LLMs for coding - surprisingly helpful
There's been a lot of talk about AI, and specifically LLMs (large language models, like ChatGPT). Much of this talk is polarised into "it's going to change the world (and perhaps make me redundant)" to "it's massively over-hyped and is essentially useless". I probably sat towards the over-hyped end of this spectrum, until I started properly trying to use an LLM to help with coding.
I got into this through this excellent article from The Guardian, which led me to this article by Simon Willison, which includes a lot of sage advice on how to get the most out of LLMs for programming. Like most tools, to get the most out of it you have to know how to use it, and understand its limitations.
One useful way of thinking about this is that the LLM is good at coding - leaving you to think about the programming. Simon Willison likens the LLM to an intern - you might have to specify in detail what you want them to do, but they (mostly) will be able to do it. If you give the LLM vague instructions, you'll probably not get what you
want. This is the first mistake I made - I assumed I could use a prompt
something like "write me some code to do x..." and got essentially
garbage.
My first try at this used Claude (free version, Google account needed) from Anthropic. I needed some code to investigate how effective raising floor levels in properties would be at reducing flood risk. Conceptually this is reasonably straightforward - I can implement it in about 10 minutes in a spreadsheet for one property. But to reproduce the analysis across a few 100,000 points I need some Python - and decided to see if the LLM could help.
To start, I used this prompt:
This produces some Python and an explanation of what it's doing:
This is quite helpful - the code is clear, it's got the correct docstring, error handling, and a little bit of (commented out) code to give you an example usage. I wasn't very specific in my prompt - but got pretty much what I wanted.
The only thing is it doesn't work if you don't specify the layer name - so feed the error message back to Claude to see if it can be fixed:
That sorts it - it generally fixes issues if you feed them back into the LLM.
Python type hints seem to be particularly useful in giving the LLM a better idea of what you're looking for (or rather picking out examples in previous code bases of what you're trying to do) - here's my prompt to create a function to calculate the expected value from a probability distribution:
I also gave it the hint about end members (something I'd probably need to tell a human too if they weren't familiar with the application). The resulting code worked - but I had to fix a couple of things (this is where having my spreadsheet to compare things to helped).
I've probably written code to do this dozens of times before - but was too lazy to look for it - and Claude came up with a new way using the numpy trapz function that I wasn't aware of. It did, however, use some redundant interpolation, which I queried:
At this point Claude did something I wasn't expecting - as well as fixing the function, it produced code to compare the time taken to run these:
(Gratifyingly I was right - Claude's code was slower.) So the LLM can produce code to check its outputs too.
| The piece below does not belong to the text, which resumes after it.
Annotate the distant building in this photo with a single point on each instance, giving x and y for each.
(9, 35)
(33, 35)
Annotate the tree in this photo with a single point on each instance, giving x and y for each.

Another good use case is when I asked it to produce a function to plot results from my analysis:
The results were what I wanted - and this is the sort of thing that would take me a while to Google all the options and arguments.
Note that this is all part of one conversation - the LLM uses previous prompts and responses to condition its answer - so the conversation will tend to become more relevant as you go on. The down side to this is that responses take longer, and you tend to reach usage limits faster. But the context can really help - I told it I'd corrected a bug and it seemed to take that on board in future versions of the code it produced.
I think there's a benefit to productivity - for the example here, I reckon I saved a 1-2 hours in the day. This isn't going to put me out of a job, but it is going to make me more efficient. It avoids a lot of the boring stuff in programming - so I can concentrate on the interesting stuff (the hydrology and risk analysis) rather than spending a load of time figuring out why my code isn't doing what I think it should. It also produces neater code than I would - which colleagues, and my future self, will probably appreciate. As Simon Willison notes: "[LLMs are] much less lazy than me—they’ll remember to catch likely exceptions, add accurate docstrings, and annotate code with the relevant types."
I think it's particularly useful for someone like me for whom programming isn't my day job - it's something I need to do quite a lot of, but not every day. I therefore don't develop any fluency in some aspects of coding - I tend to forget stuff before I have chance to use it again, so end up looking it up every time I need to use it.
So looks like LLMs could give an increase to productivity and cut out some boring repetitive stuff - it's certainly been worthwhile exploring what it can do for my type of programming. It means I more time thinking than typing - which is good, as it maximises what humans are meant to be good at. Writing good prompts requires thought - and this encourages me to think carefully about what I actually want to do - also a good thing.
It'll definitely be part of my workflow in the future.